Kucampakkan tangan Kesenangan yang mulai memegang-megangku. Entah maksudnya itu untuk meyakinkanku atau membakarku sampai menguap. Aku berseru pada si gadis yang sontak terkaget-kaget. “Pada akhirnya kau hanya mencari Kesenangan! Kau mencariku hanya untuk mendapatkan Kesenangan nantinya! Aku tidak terima diduakan begitu! Aku juga perasaan! Kau kira aku terbuat dari apa?”

Akupun membalikkan badan, berusaha mengabaikan jeritan gadis itu. “Jangan pergi, Kesedihan! Bagaimana aku bisa berkarya tanpamu?!” Ia mulai tersedu-sedu.

Langkahku tertahan. Namun kembali melaju begitu terdengar Kesenangan berusaha menghiburnya, “Ia pasti kembali.”

Tidak! Aku tidak akan kembali! Kupaksakan langkahku untuk terus menjauh. Berat rasanya. Aura gadis itu terlalu suram untuk dapat kuhindari. Bahkan meskipun aku sudah berada puluhan meter jauhnya dari tempat itu, kemuramannya masih menggapai-gapaiku. Berusaha menyeretku. Mungkin aku akan kembali. Kesenangan benar. Tidak! Mungkin aku akan kembali tapi bukan karena Kesenangan benar. Tidak! Aku tidak akan kembali! Pokoknya aku tidak akan kembali! Tidak! Cukuplah Kesenangan bagimu, gadisku! Tidak! Aku harus merebutnya dari Kesenangan! Masak aku kalah begitu saja? Mungkin aku akan kembali. Bukan karena Kesenangan yang mengatakannya pada gadis itu, tapi karena aku harus memperjuangkan eksistensiku!

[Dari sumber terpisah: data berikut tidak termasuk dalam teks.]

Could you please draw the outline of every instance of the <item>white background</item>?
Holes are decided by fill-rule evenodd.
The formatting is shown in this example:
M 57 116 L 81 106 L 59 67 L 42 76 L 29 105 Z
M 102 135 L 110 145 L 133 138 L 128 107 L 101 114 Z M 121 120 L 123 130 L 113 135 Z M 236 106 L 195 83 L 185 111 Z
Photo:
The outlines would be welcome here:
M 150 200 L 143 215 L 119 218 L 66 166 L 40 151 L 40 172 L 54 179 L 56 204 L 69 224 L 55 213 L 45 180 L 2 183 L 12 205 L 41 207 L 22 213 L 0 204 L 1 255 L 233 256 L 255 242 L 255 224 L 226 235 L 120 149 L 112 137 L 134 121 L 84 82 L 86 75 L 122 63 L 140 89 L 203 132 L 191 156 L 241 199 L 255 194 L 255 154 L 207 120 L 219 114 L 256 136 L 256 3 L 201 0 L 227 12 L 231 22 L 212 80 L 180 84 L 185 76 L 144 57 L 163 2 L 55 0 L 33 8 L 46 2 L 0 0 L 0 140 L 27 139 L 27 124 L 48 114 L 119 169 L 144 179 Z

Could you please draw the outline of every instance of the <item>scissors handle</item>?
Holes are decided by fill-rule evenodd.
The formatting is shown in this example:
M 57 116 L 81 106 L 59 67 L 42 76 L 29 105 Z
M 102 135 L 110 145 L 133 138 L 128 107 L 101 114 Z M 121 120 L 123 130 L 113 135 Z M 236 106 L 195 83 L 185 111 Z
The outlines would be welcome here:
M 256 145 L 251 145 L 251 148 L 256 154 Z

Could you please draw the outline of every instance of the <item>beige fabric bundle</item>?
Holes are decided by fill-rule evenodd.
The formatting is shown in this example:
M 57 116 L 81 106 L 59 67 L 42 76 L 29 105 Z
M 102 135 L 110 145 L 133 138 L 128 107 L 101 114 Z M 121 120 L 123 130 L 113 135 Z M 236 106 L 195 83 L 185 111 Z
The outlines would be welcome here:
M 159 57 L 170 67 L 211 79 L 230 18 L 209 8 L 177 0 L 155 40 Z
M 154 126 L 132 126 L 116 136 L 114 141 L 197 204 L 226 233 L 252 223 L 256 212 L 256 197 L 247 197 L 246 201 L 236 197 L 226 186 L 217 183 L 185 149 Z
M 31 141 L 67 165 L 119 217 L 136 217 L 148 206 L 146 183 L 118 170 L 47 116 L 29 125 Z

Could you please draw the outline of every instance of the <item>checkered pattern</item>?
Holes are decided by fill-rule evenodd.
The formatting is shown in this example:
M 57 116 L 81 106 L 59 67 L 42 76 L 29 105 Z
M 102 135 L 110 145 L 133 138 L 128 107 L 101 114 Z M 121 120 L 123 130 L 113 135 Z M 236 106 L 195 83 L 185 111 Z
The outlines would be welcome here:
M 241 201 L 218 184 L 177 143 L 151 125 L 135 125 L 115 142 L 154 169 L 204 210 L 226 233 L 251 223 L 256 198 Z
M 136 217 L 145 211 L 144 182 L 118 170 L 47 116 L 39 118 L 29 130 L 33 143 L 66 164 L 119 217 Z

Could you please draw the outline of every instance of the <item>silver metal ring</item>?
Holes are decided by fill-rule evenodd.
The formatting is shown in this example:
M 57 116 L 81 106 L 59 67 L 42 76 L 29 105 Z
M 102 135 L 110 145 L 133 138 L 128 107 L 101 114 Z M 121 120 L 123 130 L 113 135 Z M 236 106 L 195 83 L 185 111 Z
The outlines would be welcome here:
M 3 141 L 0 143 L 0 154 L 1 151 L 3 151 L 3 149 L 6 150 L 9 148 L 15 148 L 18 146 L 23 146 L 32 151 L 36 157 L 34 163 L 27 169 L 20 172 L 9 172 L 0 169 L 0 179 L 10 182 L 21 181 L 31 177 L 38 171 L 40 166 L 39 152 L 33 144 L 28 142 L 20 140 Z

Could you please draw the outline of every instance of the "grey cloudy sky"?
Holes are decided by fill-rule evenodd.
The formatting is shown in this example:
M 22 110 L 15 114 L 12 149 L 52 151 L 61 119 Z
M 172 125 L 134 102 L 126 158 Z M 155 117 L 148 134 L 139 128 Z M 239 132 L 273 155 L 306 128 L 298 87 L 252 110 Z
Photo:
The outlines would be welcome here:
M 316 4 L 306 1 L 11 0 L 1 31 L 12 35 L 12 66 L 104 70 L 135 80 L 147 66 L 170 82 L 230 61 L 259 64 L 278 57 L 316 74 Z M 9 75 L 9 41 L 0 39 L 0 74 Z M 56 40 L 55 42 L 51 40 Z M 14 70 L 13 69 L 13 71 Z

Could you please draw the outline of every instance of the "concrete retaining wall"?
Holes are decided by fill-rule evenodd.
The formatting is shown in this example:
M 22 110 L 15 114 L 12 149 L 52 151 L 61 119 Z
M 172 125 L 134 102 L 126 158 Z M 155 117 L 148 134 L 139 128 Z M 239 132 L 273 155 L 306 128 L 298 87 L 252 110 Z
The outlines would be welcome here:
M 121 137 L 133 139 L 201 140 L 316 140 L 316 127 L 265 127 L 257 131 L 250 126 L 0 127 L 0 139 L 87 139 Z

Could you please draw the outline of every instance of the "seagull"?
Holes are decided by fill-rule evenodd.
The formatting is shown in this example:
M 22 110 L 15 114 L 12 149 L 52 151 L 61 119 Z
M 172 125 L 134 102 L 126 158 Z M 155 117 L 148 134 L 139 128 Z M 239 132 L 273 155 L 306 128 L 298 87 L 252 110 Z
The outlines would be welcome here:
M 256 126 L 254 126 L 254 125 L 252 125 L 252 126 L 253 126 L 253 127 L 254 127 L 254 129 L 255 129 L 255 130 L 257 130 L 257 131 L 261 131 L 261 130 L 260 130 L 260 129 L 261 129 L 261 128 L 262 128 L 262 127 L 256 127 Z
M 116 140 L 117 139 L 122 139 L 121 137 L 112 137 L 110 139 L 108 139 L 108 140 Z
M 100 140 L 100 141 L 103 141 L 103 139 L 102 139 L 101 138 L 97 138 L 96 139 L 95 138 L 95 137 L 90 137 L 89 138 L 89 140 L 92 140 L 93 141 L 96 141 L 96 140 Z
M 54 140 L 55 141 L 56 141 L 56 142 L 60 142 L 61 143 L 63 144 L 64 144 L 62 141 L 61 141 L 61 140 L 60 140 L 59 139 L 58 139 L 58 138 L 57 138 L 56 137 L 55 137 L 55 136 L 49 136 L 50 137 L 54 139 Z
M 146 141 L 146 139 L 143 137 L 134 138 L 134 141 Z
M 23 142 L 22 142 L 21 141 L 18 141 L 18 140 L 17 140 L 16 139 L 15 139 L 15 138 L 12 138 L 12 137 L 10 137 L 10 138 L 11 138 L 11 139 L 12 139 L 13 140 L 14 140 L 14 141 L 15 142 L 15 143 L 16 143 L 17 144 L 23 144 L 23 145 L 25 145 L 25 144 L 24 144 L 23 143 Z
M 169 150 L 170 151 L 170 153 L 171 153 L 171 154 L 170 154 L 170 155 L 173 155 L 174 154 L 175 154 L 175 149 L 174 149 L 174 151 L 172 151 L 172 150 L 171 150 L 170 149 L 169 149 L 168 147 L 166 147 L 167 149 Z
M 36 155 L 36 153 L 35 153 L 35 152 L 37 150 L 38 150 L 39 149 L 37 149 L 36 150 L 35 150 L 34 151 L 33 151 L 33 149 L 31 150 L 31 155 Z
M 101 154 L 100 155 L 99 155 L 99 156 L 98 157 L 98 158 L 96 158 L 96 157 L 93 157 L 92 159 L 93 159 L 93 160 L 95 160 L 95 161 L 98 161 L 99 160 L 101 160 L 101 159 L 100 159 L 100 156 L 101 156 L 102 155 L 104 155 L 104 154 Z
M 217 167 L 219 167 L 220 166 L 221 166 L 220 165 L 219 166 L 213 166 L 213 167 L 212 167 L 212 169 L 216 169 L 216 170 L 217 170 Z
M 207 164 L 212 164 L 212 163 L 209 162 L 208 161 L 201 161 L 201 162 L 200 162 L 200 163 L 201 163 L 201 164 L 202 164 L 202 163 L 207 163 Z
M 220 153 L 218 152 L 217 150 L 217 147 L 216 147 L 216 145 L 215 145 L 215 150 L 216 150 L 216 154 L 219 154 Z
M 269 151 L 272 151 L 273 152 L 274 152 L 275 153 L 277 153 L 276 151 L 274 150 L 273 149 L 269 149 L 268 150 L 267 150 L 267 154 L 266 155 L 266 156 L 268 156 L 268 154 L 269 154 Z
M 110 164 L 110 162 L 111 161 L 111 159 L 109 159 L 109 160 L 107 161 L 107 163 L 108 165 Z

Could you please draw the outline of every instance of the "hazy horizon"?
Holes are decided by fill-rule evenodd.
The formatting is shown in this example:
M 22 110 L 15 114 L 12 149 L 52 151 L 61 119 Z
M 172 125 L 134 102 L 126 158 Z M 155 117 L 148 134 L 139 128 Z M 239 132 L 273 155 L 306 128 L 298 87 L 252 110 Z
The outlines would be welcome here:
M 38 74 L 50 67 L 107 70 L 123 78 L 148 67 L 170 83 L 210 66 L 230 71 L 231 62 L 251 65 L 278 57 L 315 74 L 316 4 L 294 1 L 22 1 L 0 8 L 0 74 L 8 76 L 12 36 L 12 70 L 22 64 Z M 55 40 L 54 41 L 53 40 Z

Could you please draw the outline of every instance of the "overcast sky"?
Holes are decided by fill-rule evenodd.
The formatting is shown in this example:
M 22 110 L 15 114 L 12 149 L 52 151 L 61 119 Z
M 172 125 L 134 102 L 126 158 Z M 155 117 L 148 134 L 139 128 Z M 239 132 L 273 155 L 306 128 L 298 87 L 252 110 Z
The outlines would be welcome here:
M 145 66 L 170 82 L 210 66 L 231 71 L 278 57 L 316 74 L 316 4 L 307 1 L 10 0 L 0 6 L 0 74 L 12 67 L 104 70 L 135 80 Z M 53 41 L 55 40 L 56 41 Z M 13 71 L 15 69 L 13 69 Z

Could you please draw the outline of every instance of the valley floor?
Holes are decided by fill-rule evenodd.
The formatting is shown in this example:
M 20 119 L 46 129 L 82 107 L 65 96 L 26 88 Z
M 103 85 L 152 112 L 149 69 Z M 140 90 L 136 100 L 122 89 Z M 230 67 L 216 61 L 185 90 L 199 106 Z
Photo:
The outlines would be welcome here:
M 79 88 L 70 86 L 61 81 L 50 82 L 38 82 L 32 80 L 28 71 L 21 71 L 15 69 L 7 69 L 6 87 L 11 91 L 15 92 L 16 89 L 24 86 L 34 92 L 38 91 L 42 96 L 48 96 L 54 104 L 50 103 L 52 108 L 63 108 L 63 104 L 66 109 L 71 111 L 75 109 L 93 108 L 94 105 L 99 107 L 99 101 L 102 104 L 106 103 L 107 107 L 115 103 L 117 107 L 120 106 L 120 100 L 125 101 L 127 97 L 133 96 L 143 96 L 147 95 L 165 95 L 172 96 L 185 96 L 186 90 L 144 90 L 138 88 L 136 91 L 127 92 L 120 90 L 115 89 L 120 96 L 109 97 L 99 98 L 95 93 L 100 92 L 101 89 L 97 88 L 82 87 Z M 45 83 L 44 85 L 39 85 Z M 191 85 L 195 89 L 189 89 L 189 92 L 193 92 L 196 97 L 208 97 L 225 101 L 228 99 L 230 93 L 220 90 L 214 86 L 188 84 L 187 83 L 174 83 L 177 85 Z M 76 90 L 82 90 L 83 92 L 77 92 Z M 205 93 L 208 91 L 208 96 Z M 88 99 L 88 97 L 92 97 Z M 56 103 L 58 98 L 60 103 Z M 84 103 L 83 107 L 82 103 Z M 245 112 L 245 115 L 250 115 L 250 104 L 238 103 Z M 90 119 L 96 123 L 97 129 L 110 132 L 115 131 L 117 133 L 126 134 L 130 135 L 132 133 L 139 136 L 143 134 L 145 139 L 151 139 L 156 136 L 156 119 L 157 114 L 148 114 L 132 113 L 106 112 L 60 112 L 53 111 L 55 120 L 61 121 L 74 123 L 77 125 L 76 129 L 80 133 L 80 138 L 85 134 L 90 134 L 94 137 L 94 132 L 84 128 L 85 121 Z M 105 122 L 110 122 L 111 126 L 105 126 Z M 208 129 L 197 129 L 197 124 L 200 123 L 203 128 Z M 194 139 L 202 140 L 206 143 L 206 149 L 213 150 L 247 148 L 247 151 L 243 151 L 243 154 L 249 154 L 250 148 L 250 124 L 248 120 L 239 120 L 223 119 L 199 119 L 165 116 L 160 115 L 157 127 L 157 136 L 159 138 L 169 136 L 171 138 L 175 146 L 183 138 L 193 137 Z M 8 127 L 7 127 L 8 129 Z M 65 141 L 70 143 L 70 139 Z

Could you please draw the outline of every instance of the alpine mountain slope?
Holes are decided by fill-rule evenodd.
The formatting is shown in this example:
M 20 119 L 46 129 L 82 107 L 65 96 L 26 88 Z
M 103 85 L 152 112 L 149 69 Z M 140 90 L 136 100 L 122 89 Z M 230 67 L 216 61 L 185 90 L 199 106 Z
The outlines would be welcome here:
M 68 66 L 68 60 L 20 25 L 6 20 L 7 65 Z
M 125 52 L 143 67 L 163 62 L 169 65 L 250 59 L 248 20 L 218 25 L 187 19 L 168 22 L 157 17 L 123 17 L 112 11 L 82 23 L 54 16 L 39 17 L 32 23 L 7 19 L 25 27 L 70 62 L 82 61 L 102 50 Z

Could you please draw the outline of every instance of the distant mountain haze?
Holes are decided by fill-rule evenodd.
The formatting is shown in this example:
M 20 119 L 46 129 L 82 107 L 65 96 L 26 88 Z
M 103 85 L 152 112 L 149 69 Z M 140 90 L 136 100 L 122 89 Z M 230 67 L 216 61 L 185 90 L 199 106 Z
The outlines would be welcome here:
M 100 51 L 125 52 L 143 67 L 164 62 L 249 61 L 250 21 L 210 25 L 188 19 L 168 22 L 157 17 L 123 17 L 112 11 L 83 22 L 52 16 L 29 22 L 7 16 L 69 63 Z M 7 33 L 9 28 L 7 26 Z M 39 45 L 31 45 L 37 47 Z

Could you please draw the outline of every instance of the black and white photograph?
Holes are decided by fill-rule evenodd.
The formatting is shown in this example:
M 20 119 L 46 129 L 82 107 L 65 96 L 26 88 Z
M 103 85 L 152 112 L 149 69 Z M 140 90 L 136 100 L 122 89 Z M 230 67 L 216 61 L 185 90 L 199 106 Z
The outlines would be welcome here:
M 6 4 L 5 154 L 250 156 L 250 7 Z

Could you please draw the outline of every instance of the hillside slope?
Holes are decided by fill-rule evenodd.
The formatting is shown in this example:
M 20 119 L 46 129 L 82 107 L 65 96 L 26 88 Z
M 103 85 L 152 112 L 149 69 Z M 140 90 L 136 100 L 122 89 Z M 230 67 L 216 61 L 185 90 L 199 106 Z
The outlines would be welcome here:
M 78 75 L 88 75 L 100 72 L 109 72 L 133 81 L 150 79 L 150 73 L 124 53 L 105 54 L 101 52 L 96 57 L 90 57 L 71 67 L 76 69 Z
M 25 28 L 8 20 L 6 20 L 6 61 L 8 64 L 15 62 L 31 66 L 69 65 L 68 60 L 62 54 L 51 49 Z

Kericuhan itu menyertaiku sepanjang perjalanan hingga mereda dengan sendirinya.

Aku teringat pula ada janji malam ini. Semoga belum terlambat! Akupun bergegas.

***

Dari jauh tampak sebuah rumah yang ditempeli beberapa titik cahaya. Namun selebihnya temaram. Begitupun bagian dalam rumah itu. Hanya cahaya bulan menerobos dengan lemah melalui lubang-lubang ventilasi serta jendela yang tidak tertutup oleh tirai. Selebihnya gulita. Aku menuju sebuah kamar. Seorang wanita berbaring di tempat tidurnya yang besar. Di dekatnya, Kesepian duduk memetiki senar gitar. Permainan yang lirih itu dihentikannya begitu melihatku.

“Maaf. Sudah lama menunggu, ya?”

“Tidak apa-apa.” Wanita itu tersenyum sambil memperbaiki posisinya hingga bersandar pada kepala tempat tidur. Dalam kegelapan ia tampak lembut dan cantik. Begitupun dari depan. Helai-helai rambutnya membingkai wajahnya yang bulat. Ia tidak memakai topinya. Bagian belakang kepalanya bukan pemandangan yang kau ingin lihat sejak ia divonis mengidap kanker bertahun-tahun lalu.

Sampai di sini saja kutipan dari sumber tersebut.